Are souls gendered? I think not, and I’m looking forward to meeting the Thirteenth Doctor.

 

Sanctity of Life

You have heard that it was said to the people long ago, ‘You shall not murder, and anyone who murders will be subject to judgment.’  But I tell you that anyone who is angry with a brother or sister will be subject to judgment. Again, anyone who says to a brother or sister, ‘Raca,’ is answerable to the court. And anyone who says, ‘You fool!’ will be in danger of the fire of hell. “Therefore, if you are offering your gift at the altar and there remember that your brother or sister has something against you, leave your gift there in front of the altar. First go and be reconciled to them; then come and offer your gift. “Settle matters quickly with your adversary who is taking you to court. Do it while you are still together on the way, or your adversary may hand you over to the judge, and the judge may hand you over to the officer, and you may be thrown into prison. Truly I tell you, you will not get out until you have paid the last penny.

The sixth (or seventh, if you’re Catholic) of the Ten Commandments in its familiar KJV rendering commands”Thou shalt not kill”, but is probably better translated “you shall not murder”. The Pentateuch expounds on this commandment quite a few times, distinguishing between accidental and deliberate deaths, with different punishments for each. Premeditated murder carries the death penalty on the testimony of two or three witnesses, with false witnesses subject to the same penalty. Where death occurs as a result of non-premeditated or accidental actions, the punishment may be fines or exile to sanctuary cities. Rather than elaborate on crime and punishment, Jesus focused on the principle behind the commandment. I understand this principle to be the sanctity of life.

“Sanctity of life” has come to be used as a synonym for “anti-abortion”, but I agree with Joan Chittester, who is quoted as saying  “I do not believe that just because you’re opposed to abortion, that that makes you pro-life.
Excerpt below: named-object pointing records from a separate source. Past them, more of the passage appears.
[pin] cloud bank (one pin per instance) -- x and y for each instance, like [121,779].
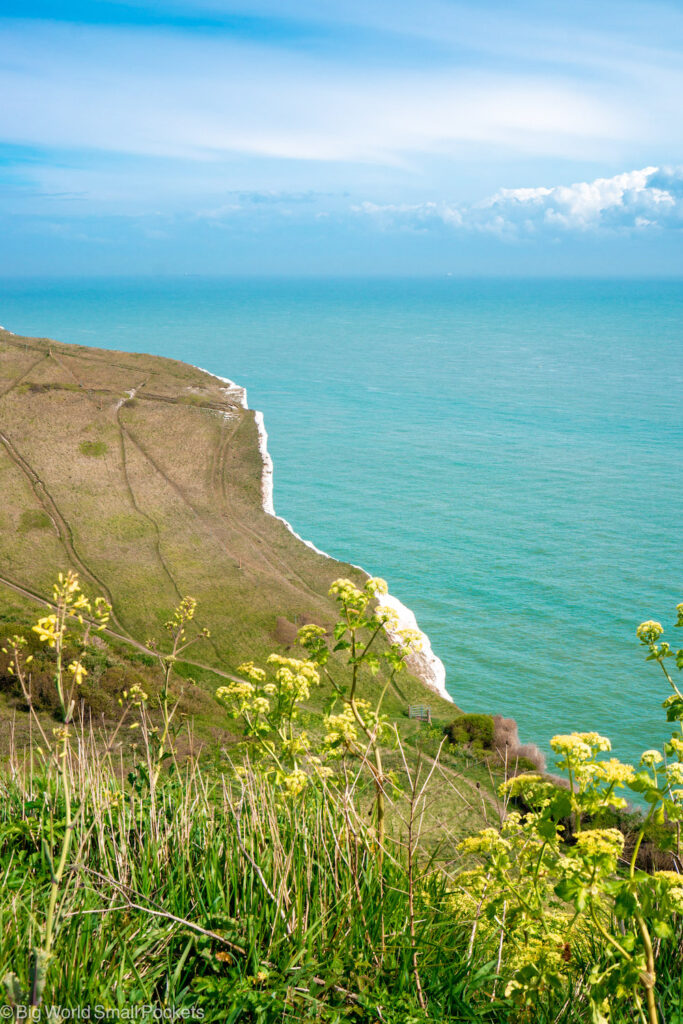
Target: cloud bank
[635,201]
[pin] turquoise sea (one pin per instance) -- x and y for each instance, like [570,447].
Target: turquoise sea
[508,454]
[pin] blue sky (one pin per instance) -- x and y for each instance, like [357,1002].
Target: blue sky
[305,136]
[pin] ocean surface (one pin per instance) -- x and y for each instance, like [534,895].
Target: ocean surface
[507,454]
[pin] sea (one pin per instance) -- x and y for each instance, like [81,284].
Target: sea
[508,454]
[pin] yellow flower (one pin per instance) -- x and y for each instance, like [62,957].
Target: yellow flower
[251,672]
[600,843]
[78,672]
[675,773]
[594,740]
[388,616]
[572,747]
[295,782]
[649,632]
[48,631]
[411,640]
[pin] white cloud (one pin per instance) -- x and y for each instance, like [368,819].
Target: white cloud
[635,201]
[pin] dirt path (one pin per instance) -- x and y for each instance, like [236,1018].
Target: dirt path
[25,592]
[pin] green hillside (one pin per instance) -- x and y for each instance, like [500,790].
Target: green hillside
[143,474]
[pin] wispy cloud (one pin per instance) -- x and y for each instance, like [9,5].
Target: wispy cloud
[635,201]
[200,96]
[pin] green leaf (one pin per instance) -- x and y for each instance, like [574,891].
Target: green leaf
[663,929]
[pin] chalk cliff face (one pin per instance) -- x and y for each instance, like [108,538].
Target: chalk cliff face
[424,664]
[153,479]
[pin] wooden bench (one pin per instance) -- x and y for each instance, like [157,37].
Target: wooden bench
[421,712]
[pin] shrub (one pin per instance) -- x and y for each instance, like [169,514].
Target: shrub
[474,729]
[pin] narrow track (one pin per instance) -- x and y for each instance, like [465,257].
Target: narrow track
[25,592]
[49,506]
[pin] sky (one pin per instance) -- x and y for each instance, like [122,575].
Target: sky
[325,137]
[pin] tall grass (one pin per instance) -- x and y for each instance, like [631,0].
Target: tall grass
[214,896]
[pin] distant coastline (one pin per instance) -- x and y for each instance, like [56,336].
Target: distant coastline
[425,664]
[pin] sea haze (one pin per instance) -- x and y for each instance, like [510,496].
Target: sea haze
[507,454]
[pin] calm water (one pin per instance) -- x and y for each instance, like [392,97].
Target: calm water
[508,455]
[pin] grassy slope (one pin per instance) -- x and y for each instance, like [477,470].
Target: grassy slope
[143,474]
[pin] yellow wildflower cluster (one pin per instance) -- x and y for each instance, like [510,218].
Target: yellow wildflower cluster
[411,640]
[649,632]
[136,695]
[78,671]
[341,728]
[294,677]
[237,696]
[531,786]
[487,842]
[249,670]
[670,879]
[349,595]
[580,745]
[295,782]
[676,747]
[597,843]
[387,615]
[48,630]
[675,773]
[310,632]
In fact, I think in many cases, your morality is deeply lacking if all you want is a child born but not a child fed, not a child educated, not a child housed. And why would I think that you don’t? Because you don’t want any tax money to go there. That’s not pro-life. That’s pro-birth. We need a much broader conversation on what the morality of pro-life is.” I think Jesus was trying to have a “much broader conversation” with his followers by going beyond the letter of the law and exposing its heart.

The path to the dark side begins with anger, Jesus says. But even more dangerous than anger is disdainful judgement and name-calling. “Raca” is a derogatory term derived from the root word “to spit”. When the Jewish people of Jesus’ day used that word, they were judging the recipient as worthless and good-for-nothing. We don’t use that word today, but we have plenty of substitutes that mean the same thing:”moochers” “welfare queens” “takers”. Calling other people fools has never gone out of vogue, although there quite a few creative variations on that theme, and Jesus seems to rank that one as the most dangerous of all.
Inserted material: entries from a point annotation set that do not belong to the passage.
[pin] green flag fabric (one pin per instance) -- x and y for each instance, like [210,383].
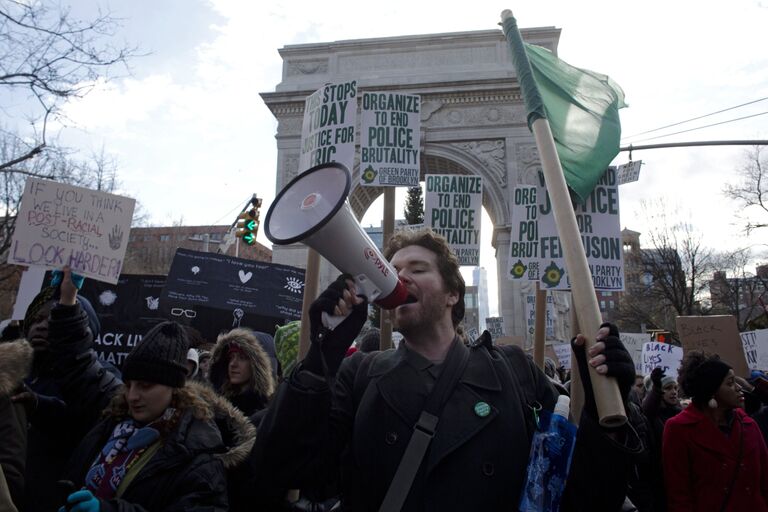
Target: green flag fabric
[582,108]
[583,111]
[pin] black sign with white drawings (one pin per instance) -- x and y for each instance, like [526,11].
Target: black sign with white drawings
[213,293]
[126,311]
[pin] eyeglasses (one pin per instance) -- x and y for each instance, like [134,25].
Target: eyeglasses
[189,313]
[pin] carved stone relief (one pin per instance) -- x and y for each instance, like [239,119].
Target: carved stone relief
[492,155]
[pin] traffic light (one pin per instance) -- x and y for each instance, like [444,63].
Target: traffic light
[248,225]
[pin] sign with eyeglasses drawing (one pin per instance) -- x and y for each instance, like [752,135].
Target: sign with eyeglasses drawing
[241,287]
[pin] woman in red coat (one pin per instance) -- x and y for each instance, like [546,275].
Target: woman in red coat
[714,455]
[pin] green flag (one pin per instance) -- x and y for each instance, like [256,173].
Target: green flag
[583,111]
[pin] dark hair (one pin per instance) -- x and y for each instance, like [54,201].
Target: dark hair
[700,375]
[447,264]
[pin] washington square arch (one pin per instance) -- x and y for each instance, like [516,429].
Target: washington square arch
[473,122]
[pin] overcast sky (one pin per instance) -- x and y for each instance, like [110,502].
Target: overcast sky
[193,139]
Jesus goes on to say that you cannot connect to God if you are not connected with your fellow human beings. You can’t connect to God when you are consumed by anger. You can’t connect to God when you judge other human beings as worthless, stupid, or evil. God isn’t interested in your pious words and behaviors, but in how you think of other people, what you say about them, and how you treat them.  “I hate, I despise your religious feasts”, thunders Amos. “Rend your hearts and not your garments“, implores Joel. “The entire law is fulfilled in the single decree, Love your neighbor as yourself“, writes Paul. Furthermore, it is not just your spiritual life that will be negatively impacted when you persist in unloving thoughts, words, and behaviors. Many other unpleasant and undesirable consequences are likely to ensue.

If we believe life is sacred- special and precious- why don’t we consistently and holistically act like it?